Now that we have _Countof(), it's safer to use it even for the
size in bytes of an array, as
_Countof(array) * sizeof(array[0])
As it prevents accidentally using pointers. And it would even
work with array parameters, unlike sizeof().
It's a breaking change, but it's not a silent one, so we're
covered by 'Avoid quiet changes'.
-fconst-array-parameters
In the future, we could make all array parameters
const-qualified. I'd suggest compilers to add a flag that turns
the dialect into that, which eventually turn into the default.
This would also be a breaking change, but again we're covered by
'Avoid quiet changes'.
_Generic(), typeof()
The combination of the two items above will make array
parameters quite close to actual arrays. Actually, almost
indistinguishable, if not by _Generic() in combination with
typeof(). We may want to tweak that too afterwards. We'll see.
Proposed wording
Based on N3550.
6.5.4.5 The sizeof, _Countof, and alignof operators
@@ Constraints, p1
...
The _Countof operator shall only be applied to
an expression that has a complete array type,
-or to the parenthesized name of such a type.
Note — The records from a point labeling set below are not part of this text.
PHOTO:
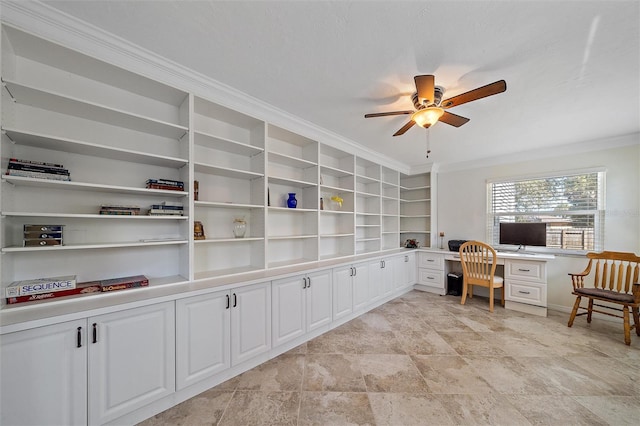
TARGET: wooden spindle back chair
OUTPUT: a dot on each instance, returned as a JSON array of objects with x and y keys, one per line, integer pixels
[{"x": 615, "y": 279}]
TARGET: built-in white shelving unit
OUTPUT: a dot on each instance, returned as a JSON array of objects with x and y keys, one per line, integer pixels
[
  {"x": 113, "y": 129},
  {"x": 415, "y": 208}
]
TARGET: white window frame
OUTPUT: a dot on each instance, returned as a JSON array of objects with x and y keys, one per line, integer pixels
[{"x": 598, "y": 213}]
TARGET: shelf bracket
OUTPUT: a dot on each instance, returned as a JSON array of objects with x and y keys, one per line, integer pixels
[{"x": 8, "y": 91}]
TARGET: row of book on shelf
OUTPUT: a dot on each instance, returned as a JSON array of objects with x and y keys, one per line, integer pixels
[
  {"x": 165, "y": 208},
  {"x": 53, "y": 171},
  {"x": 55, "y": 287}
]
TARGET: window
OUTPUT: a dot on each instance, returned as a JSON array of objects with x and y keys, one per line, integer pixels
[{"x": 571, "y": 204}]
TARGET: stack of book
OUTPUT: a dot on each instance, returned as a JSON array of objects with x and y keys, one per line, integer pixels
[
  {"x": 167, "y": 184},
  {"x": 37, "y": 169},
  {"x": 49, "y": 288},
  {"x": 166, "y": 208},
  {"x": 117, "y": 209}
]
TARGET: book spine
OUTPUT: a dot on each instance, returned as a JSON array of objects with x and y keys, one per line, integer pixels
[
  {"x": 165, "y": 187},
  {"x": 40, "y": 169},
  {"x": 39, "y": 287},
  {"x": 37, "y": 175},
  {"x": 82, "y": 288},
  {"x": 37, "y": 163},
  {"x": 166, "y": 182},
  {"x": 124, "y": 286}
]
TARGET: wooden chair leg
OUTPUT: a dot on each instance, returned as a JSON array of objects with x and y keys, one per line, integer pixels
[
  {"x": 576, "y": 305},
  {"x": 491, "y": 300},
  {"x": 636, "y": 319},
  {"x": 627, "y": 329}
]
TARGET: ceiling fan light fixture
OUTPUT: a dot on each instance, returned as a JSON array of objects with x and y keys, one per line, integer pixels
[{"x": 427, "y": 117}]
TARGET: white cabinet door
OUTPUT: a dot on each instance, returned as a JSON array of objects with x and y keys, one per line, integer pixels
[
  {"x": 203, "y": 337},
  {"x": 360, "y": 286},
  {"x": 250, "y": 321},
  {"x": 43, "y": 375},
  {"x": 289, "y": 305},
  {"x": 319, "y": 300},
  {"x": 342, "y": 292},
  {"x": 131, "y": 360},
  {"x": 376, "y": 280},
  {"x": 389, "y": 275}
]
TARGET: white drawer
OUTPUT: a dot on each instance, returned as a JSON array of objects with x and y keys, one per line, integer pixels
[
  {"x": 431, "y": 261},
  {"x": 533, "y": 294},
  {"x": 525, "y": 270},
  {"x": 430, "y": 278}
]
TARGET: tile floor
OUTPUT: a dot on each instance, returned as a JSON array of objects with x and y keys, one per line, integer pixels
[{"x": 424, "y": 359}]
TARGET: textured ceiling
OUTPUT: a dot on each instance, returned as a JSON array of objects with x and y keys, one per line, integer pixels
[{"x": 572, "y": 67}]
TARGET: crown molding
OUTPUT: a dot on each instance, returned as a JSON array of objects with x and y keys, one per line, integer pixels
[{"x": 44, "y": 21}]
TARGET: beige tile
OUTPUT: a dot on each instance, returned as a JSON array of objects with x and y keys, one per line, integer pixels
[
  {"x": 450, "y": 375},
  {"x": 569, "y": 378},
  {"x": 262, "y": 408},
  {"x": 283, "y": 373},
  {"x": 408, "y": 409},
  {"x": 391, "y": 373},
  {"x": 473, "y": 343},
  {"x": 333, "y": 372},
  {"x": 615, "y": 410},
  {"x": 554, "y": 410},
  {"x": 508, "y": 376},
  {"x": 482, "y": 409},
  {"x": 206, "y": 408},
  {"x": 423, "y": 342},
  {"x": 335, "y": 408}
]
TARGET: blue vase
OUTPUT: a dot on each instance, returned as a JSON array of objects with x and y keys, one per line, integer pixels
[{"x": 292, "y": 202}]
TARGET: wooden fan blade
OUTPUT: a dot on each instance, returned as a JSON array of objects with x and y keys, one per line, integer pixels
[
  {"x": 383, "y": 114},
  {"x": 453, "y": 119},
  {"x": 479, "y": 93},
  {"x": 425, "y": 88},
  {"x": 404, "y": 128}
]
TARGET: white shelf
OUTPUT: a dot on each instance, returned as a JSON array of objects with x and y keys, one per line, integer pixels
[
  {"x": 91, "y": 111},
  {"x": 290, "y": 182},
  {"x": 224, "y": 144},
  {"x": 37, "y": 140},
  {"x": 94, "y": 216},
  {"x": 227, "y": 240},
  {"x": 55, "y": 184},
  {"x": 225, "y": 171},
  {"x": 292, "y": 237},
  {"x": 215, "y": 204},
  {"x": 94, "y": 246}
]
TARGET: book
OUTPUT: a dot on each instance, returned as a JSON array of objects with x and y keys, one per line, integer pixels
[
  {"x": 81, "y": 288},
  {"x": 40, "y": 169},
  {"x": 38, "y": 163},
  {"x": 37, "y": 175},
  {"x": 122, "y": 283},
  {"x": 166, "y": 182},
  {"x": 40, "y": 285}
]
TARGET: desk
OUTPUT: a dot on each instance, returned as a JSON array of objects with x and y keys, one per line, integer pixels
[{"x": 525, "y": 276}]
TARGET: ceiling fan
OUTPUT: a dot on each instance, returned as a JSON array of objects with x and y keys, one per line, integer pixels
[{"x": 430, "y": 108}]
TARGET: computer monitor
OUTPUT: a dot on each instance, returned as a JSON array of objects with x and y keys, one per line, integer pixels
[{"x": 523, "y": 233}]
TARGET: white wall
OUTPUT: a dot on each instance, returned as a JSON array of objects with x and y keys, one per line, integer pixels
[{"x": 462, "y": 202}]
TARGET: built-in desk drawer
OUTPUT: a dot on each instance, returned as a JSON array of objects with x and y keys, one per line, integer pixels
[
  {"x": 525, "y": 270},
  {"x": 431, "y": 261},
  {"x": 524, "y": 292},
  {"x": 431, "y": 278}
]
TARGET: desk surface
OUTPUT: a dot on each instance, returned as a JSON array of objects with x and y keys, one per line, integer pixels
[{"x": 502, "y": 255}]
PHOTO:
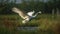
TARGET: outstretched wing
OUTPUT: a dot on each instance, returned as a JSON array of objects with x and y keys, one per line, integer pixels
[{"x": 21, "y": 13}]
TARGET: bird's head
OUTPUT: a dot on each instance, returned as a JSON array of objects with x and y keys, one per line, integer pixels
[{"x": 39, "y": 12}]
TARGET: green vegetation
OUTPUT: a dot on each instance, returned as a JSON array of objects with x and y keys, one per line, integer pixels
[{"x": 48, "y": 24}]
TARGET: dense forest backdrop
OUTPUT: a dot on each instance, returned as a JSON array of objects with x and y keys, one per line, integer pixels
[{"x": 48, "y": 7}]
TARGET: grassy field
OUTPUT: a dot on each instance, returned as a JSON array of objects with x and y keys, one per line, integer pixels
[{"x": 48, "y": 24}]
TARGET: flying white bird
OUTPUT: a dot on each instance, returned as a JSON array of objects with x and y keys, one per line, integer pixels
[{"x": 27, "y": 17}]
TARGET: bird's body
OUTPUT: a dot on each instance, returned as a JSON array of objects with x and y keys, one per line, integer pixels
[{"x": 27, "y": 17}]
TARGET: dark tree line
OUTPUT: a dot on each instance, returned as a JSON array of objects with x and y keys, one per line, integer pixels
[{"x": 50, "y": 7}]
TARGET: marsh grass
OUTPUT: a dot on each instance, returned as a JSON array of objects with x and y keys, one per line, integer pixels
[{"x": 47, "y": 24}]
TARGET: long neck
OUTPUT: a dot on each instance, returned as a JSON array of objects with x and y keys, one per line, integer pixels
[{"x": 35, "y": 15}]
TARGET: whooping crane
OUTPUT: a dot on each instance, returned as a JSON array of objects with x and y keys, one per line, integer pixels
[{"x": 26, "y": 16}]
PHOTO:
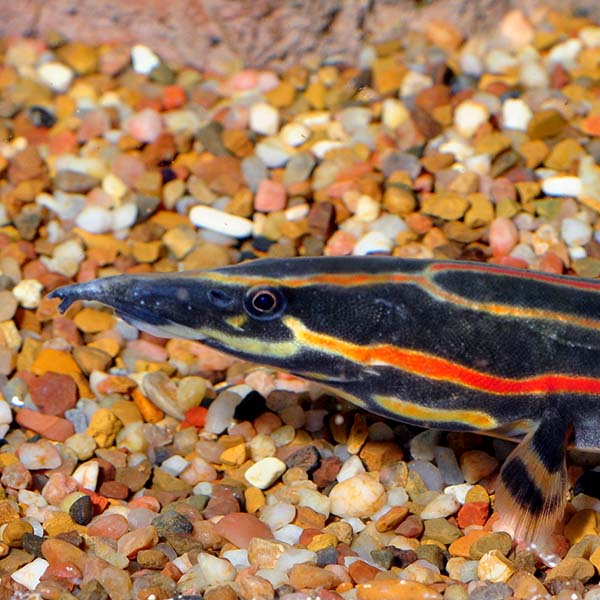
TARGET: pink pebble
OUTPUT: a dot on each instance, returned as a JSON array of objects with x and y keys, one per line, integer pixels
[
  {"x": 110, "y": 526},
  {"x": 16, "y": 476},
  {"x": 503, "y": 236},
  {"x": 145, "y": 126},
  {"x": 148, "y": 351},
  {"x": 58, "y": 487},
  {"x": 551, "y": 263},
  {"x": 270, "y": 196},
  {"x": 244, "y": 80},
  {"x": 39, "y": 455},
  {"x": 267, "y": 80},
  {"x": 128, "y": 168},
  {"x": 240, "y": 528}
]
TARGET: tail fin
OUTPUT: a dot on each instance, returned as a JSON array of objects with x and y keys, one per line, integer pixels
[{"x": 531, "y": 492}]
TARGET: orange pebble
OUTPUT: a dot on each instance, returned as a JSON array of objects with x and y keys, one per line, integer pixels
[
  {"x": 150, "y": 413},
  {"x": 173, "y": 97},
  {"x": 196, "y": 416}
]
+or to the parenthesized name of such a type,
+or to a <b>const</b>-qualified array parameter of specified size.
...
@@ Semantics, p5
The _Countof operator yields
the number of elements of its operand.
The number of elements is determined from
the type of the operand.
+If the operand is an array parameter,
+the number of elements is determined from
+the array type used in its declaration.
The result is an integer.
If the number of elements of the array type is variable,
the operand is evaluated;
otherwise,
the operand is not evaluated
and the expression is an integer constant expression.